Olhemos o que fizeram os ingleses em todas as competições importantes na formação, para perceber se a história se repete ou se estamos num mundo novo:

 

Europeu sub-21

Campeões: 1982, 1984
finalistas derrotado: 2009
meias-finais: 1978, 1980, 1988, 2007, 2017
fase de grupos: 2000, 2002, 2011, 2013, 2015
não se qualificaram: 1990, 1992, 1994, 1996, 1998, 2004, 2006

 

Mundial sub-20

Campeões: 2017
meias: 1981, 1993
oitavos: 1997, 2011
fase de grupos: 1985, 1991, 1999, 2003, 2009, 2013
não se qualificaram: 1977, 1979, 1983, 1987, 1989, 1995, 2001, 2005, 2007, 2015

 

Europeu sub-19

Finalista derrotado: 2005, 2009
meias: 2010, 2012, 2016, 2017 (em competição ainda)
fase de grupos: 2002, 2003, 2008,
não qualificados: 2004, 2006, 2007, 2011, 2013, 2014, 2015

 

Europeu sub-17

Campeões: 2010, 2014
finalista derrotado: 2007, 2017
meias: 2002, 2011,
quartos: 2015, 2016
fase de grupos: 2005, 2009
não qualificados: 2006, 2008, 2012, 2013

 

Torneio de Toulon

Campeões: 1990, 1991, 1993, 1994, 2016, 2017
finalista derrotado: 1985, 1988

 

A quantidade enorme de competições em que não se qualificaram intriga (algumas por opção?), mas não deixa de haver esperança se observarmos os números assinalados.
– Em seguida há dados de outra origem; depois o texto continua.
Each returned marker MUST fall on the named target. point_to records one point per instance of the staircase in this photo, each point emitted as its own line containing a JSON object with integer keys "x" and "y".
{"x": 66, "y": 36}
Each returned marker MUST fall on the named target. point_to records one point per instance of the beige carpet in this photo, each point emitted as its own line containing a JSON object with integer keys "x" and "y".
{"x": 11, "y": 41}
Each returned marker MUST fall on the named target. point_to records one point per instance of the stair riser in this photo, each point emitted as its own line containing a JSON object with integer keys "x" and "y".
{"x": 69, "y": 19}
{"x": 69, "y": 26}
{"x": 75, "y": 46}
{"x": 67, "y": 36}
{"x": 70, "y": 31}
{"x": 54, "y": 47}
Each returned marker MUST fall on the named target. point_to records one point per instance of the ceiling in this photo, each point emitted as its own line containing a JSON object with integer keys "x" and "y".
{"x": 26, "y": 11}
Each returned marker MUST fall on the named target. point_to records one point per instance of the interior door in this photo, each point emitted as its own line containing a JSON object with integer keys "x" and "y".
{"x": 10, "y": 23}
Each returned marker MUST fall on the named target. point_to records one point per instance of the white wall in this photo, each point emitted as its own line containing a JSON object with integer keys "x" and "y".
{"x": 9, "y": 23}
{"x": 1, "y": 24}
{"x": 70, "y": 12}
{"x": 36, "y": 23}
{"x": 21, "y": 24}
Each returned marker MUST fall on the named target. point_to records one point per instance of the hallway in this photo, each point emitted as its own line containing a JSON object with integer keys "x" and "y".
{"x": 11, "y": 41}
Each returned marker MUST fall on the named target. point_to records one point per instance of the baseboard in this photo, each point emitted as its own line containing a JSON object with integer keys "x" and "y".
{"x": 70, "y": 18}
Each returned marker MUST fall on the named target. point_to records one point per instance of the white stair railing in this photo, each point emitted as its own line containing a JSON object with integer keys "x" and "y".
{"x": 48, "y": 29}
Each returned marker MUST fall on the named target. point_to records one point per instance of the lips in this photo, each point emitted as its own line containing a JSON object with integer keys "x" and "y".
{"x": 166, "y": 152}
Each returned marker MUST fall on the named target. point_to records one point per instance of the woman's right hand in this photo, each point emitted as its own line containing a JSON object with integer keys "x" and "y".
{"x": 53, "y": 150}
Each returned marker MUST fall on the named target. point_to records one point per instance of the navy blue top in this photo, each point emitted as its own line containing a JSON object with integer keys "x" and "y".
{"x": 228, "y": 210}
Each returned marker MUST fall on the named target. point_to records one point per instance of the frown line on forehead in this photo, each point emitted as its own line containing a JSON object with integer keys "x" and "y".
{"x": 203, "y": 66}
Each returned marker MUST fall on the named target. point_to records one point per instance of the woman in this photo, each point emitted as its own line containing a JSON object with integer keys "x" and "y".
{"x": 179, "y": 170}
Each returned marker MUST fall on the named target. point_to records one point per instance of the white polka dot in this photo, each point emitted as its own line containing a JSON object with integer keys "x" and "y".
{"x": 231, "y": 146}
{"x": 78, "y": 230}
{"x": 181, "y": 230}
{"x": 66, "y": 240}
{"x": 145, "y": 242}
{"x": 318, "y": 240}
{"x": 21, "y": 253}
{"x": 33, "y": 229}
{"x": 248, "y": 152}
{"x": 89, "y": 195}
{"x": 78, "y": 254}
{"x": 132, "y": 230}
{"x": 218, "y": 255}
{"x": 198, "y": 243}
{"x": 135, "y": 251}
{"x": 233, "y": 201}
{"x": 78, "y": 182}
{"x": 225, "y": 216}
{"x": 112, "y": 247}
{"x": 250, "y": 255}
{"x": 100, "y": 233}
Está por aí uma geração jeitosa, que trouxe resultados. Houve talento, fizeram mossa. Alguém acredita que naquele país não há gente a tocar bem na bola?

 

Basta ligar a televisão e ver os sub-19. Um dos problemas em Inglaterra é que, por mais talento que haja, que tenha aprendido tudinho nas camadas jovens, a entrada na realidade é muito dura. Outras vezes, cedo de mais, com 18 anos em jogos da Taça da Liga, para depois serem avaliados como se tivessem 30. Imaginemos que o Stoke City tem uma escola espetacular, com treinadores que querem jogar bem e ensinar princípios de jogo porreiros, saídas de bola. E depois chegam à Premier League. Já viram o Stoke jogar?

 

Um romântico dirá que os clubes e federações têm de (começar ou continuar a) formar para jogar bem. E para os miúdos desfrutarem. Sem hesitações. Muitos toques na bola, muitas movimentações, afugentar o medo. Quando tiver de ficar sério, ficará sério, com a bagagem toda, a boa. A Alemanha, pela transformação verificada, é o melhor exemplo: o futebol com músculo juntou-lhe muita qualidade com a bola e ideias. Claro que depois regressa a realidade: a não ser que seja um génio aos 20 anos, que garoto inglês é que terá espaço para entrar nesta piscina de dinheiro que é a Premier League, que atrai quem quer?

 

Deixo-vos este artigo do The Guardian… de 2009. São ouvidos os que trabalhavam nesse campo, que criticavam duramente a entrada dos miúdos demasiado cedo nas academias, o custo disso, e o reflexo depois das poucas oportunidades que têm no futuro. O texto questiona ainda como é que um clube como o Chelsea não lançava um jogador desde John Terry. A frase chave foi de Huw Jennings, ex-chefe do gabinete do desenvolvimento jovem da Premier League: «É desesperadamente necessária uma reforma para os atletas entre 18 e 21 anos».